The AUC and overall accuracy of the proteomic signatures for features of NAFLD and clinically significant fibrosis are comparable to several leading biomarkers and elastography-based methods.29 It is however cautioned that the generation of predictive values for clinical decision making will also depend on the prevalence of the phenotypes in the populations where it will be tested. Identifying those with at-risk NASH is key in clinical practice and for clinical trial enrollment. This was evaluated in a post hoc manner because this entity was not formally identified at the time the project was conceptualized. The dichotomous assessment of NAS ≥4 and stage ≥2 fibrosis was leveraged to generate a probability score for the presence of these phenotypes. This would extend the dynamic range of the results and potentially allow for more refined assessment along a continuous scale in future studies. This, however, awaits independent validation in future studies such as those performed and reported in abstract form by the LIT-MUS consortium.

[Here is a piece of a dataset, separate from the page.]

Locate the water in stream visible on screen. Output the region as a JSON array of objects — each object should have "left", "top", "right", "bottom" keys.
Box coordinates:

The current study also supports the ability of the proteomic models to detect histological changes over time. The changes predicted by the model were largely concordant in placebo and active arms of the treatment trials. It is important to note that the overall clinical endpoint in the trials of a decrease in NAS by ≥2 points was not evaluated because the size of the study population was insufficient to model the multiple combinations of changes that could lead to such a decrease. The observed disconnect in the lack of model changes in steatosis for OCA vs. the histological findings could either be a failure of the model to be sensitive to change or inaccurate histological assessment. It is noteworthy that OCA did not improve steatosis in the REGENERATE trial.30

The current study mainly included Caucasians, reflecting the study populations at the participating centers and the data cannot yet be generalized to other populations. Also, there were not enough individuals with each grade and stage of disease to model each one individually and this remains an important area for future study in a large and diverse cohort.

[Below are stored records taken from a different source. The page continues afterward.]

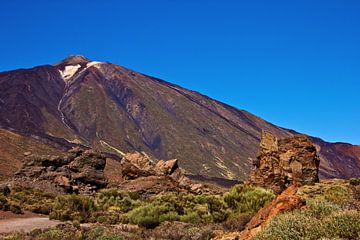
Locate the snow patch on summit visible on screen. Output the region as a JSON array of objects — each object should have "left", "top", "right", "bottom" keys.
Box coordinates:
[
  {"left": 86, "top": 61, "right": 102, "bottom": 68},
  {"left": 59, "top": 64, "right": 81, "bottom": 80}
]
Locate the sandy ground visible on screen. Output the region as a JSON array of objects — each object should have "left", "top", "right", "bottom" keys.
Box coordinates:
[{"left": 0, "top": 212, "right": 61, "bottom": 233}]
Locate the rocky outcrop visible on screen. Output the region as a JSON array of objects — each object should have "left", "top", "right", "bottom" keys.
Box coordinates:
[
  {"left": 13, "top": 148, "right": 107, "bottom": 193},
  {"left": 109, "top": 152, "right": 208, "bottom": 196},
  {"left": 214, "top": 186, "right": 306, "bottom": 240},
  {"left": 248, "top": 132, "right": 320, "bottom": 193},
  {"left": 239, "top": 186, "right": 306, "bottom": 239}
]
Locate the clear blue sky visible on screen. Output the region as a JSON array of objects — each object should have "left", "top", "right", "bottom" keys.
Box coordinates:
[{"left": 0, "top": 0, "right": 360, "bottom": 144}]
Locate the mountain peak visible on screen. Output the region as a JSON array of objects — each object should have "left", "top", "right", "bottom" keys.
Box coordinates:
[{"left": 54, "top": 55, "right": 91, "bottom": 66}]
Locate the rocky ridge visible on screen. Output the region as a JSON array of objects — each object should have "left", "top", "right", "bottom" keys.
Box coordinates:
[{"left": 248, "top": 131, "right": 320, "bottom": 193}]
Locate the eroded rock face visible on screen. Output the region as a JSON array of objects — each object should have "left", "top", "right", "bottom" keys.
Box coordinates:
[
  {"left": 111, "top": 152, "right": 208, "bottom": 196},
  {"left": 13, "top": 148, "right": 107, "bottom": 192},
  {"left": 248, "top": 132, "right": 320, "bottom": 193}
]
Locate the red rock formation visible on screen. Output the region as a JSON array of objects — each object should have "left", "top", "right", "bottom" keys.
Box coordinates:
[{"left": 248, "top": 132, "right": 320, "bottom": 193}]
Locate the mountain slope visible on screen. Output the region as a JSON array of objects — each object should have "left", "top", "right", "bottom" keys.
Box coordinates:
[{"left": 0, "top": 56, "right": 360, "bottom": 178}]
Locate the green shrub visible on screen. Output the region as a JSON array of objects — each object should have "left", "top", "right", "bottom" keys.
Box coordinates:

In summary, the current study demonstrates that a proteomics-based signature of individual features of NAFLD can detect the key histological phenotypes of NASH, including at-risk NASH. The proteomic models are sensitive to change and may enable patient selection and monitoring in clinical trials, and serve as an aid to clinical management. These results represent critical initial steps to support their further validation as biomarkers for NAFLD.

Supplementary Material

MMC1
MMC2
MMC3

Highlights.

  • Aptamer proteomics and machine learning generated blood-based NASH models.

  • Serum models of liver steatosis, in flammation, ballooning and fibrosis were validated.

  • Models accurately reflect liver biopsy results and NASH severity.

  • Models allow for non-invasive longitudinal monitoring of treatment response.

Impact and implications.

An aptamer-based protein scan of serum proteins was performed to identify diagnostic signatures of the key histological features of non-alcoholic fatty liver disease (NAFLD), for which no approved non-invasive diagnostic tools are currently available. We also identified specific protein signatures related to the presence and severity of NAFLD and its histological components that were also sensitive to change over time. These are fundamental initial steps in establishing a serum proteome-based diagnostic signature of NASH and provide the rationale for using these signatures to test treatment response and to identify several novel targets for evaluation in the pathogenesis of NAFLD.

Acknowledgements

We acknowledge the members of the publication committee of the NIDDK NASH CRN who provided critical review of the manuscript.

Financial support

The Nonalcoholic Steatohepatitis Clinical Research Network (NASH CRN) is supported by the National Institute of Diabetes and Digestive and Kidney Diseases (NIDDK) (grants U01DK061713, U01DK061718, U01DK061728, U01DK061731, U01DK061732, U01DK061734, U01DK061737, U01DK061738, U01DK061730, U24DK061730). Additional support is received from the National Center for Advancing Translational Sciences (NCATS) (grants UL1TR000439, UL1TR000436, UL1TR000006, UL1TR000448, UL1TR000100, UL1TR000004, UL1TR000423, UL1TR000058). RL receives funding support from NCATS (5UL1TR001442), NIDDK (U01DK061734, U01DK130190, R01DK106419, R01DK121378, R01DK124318, P30DK120515), and NHLBI (P01HL147835). This research was supported in part by the Intramural Research Program of the NIH, National Cancer Institute. SomaLogic funded the cost of the proteomic assays. The authors thank the National Institute of Diabetes and Digestive and Kidney Diseases (NIDDK) for its support of the NASH CRN and this research. Note that the content is solely the responsibility of the authors and does not necessarily represent the official views of the National Institutes of Health. The biospecimens from the NASH CRN reported on here were supplied by the NIDDK Central Repository. This manuscript was not prepared in collaboration with the NIDDK Central Repository and does not necessarily reflect the opinions or views of the NIDDK Central Repository or the NIDDK. The PIVENS trial was conducted by the NASH CRN and supported in part by Takeda Pharmaceuticals North America through a Cooperative Research and Development Agreement with the NIDDK. The vitamin E and matching placebo for the PIVENS trial were provided by Pharmavite through a Clinical Trial Agreement with the NIH. The FLINT trial was conducted by the NASH CRN and supported in part by a Collaborative Research and Development Agreement (CRADA) between NIDDK and Intercept Pharmaceuticals.

Abbreviations

ALT

alanine aminotransferase

FDR

false discovery rate

NAS

NAFLD activity score

NAFLD

non-alcoholic fatty liver disease

NASH

non-alcoholic steatohepatitis

NIT

non-invasive test

OCA

obeticholic acid

Footnotes

Conflict of interest

The authors declare no conflicts of interest that pertain to this work. Please refer to the accompanying ICMJE disclosure forms for further details.

Supplementary data

Supplementary data to this article can be found online at https://doi.org/10.1016/j.jhep.2022.11.029.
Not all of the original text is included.